NitroXAdministrator
(.700 member)
26/02/03 02:43 PM
Re: Win a booklet "Wild Deer of Australia"

Gryph

No don't give up! I would trade several of these little boys for one of your fantastic sambar stag trophies. A lot of hunters hunt a lifetime without scoring a stag as good as some of those. But thanks for the nice comments.

My story - at first I was going to put it straight into the forum as a post - then cut and pasted it out as I realised I had too pany photos I wanted to use.

The stag only scored about 170 Douglas Score points though he would have been higher had the left antler not had the rear half of the palm snapped off, probably due to fighting. I didn't see this until after he was shot. Hindsight - should have waited longer and checked better - but the venison still tasted good.

At first I was reasonably happy with this stag and to tell you the truth thought I had shot the one I saw all along. But with hindsight I thought it over and remembered how wide and magnicient the first look of the stag was and realised I had shot a different one. I didn't think the area had any really good heads until two weeks after my hunt when another member - much more experienced than I - shot a 220 DS stag. The one I saw with hindsight may have been at least in the 200 DS range but I didn't see him for long. In my opinion a true trophy starts around 200 DS, but as said I have this boy hanging on the wall as I still have to take a really nice fallow trophy myself. Could arrange a game farm hunt but prefer looking for a free range animal. I don't know his age but his neck has quite a few scars so he has been through a few ruts.

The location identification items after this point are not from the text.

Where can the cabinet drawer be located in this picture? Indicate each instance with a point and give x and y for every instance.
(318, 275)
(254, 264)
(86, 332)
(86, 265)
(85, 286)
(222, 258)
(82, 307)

These stags have good feed inaddition to the pasture they raid the local market gardens. They actually live very near quite a built up area and I believe they get hammered by the local Italians and Greeks.

I will try to take some photos of his antlers if I can - with vintage I am pretty busy at the moment. In the picture the better antler is facing the camera (obviously).

A lot of the stags in that area do have cleft palms as do one or two other SA herds. When it was still legal releases of high quality breeding stags would have improved a lot. Plus some animals have escaped from farms over time - fences broken down by trees, deer ripping off the wire fighting with wild stags outside etc.

Even in my captive herd on my farm - there is a mixture of cleft palms and full palmed stags. Though none have shown really good palms yet - the breeding stag is five years old and is an OK head - I have four three year olds from him and two are looking pretty good. The other two will get culled this year for venison or be sold off live.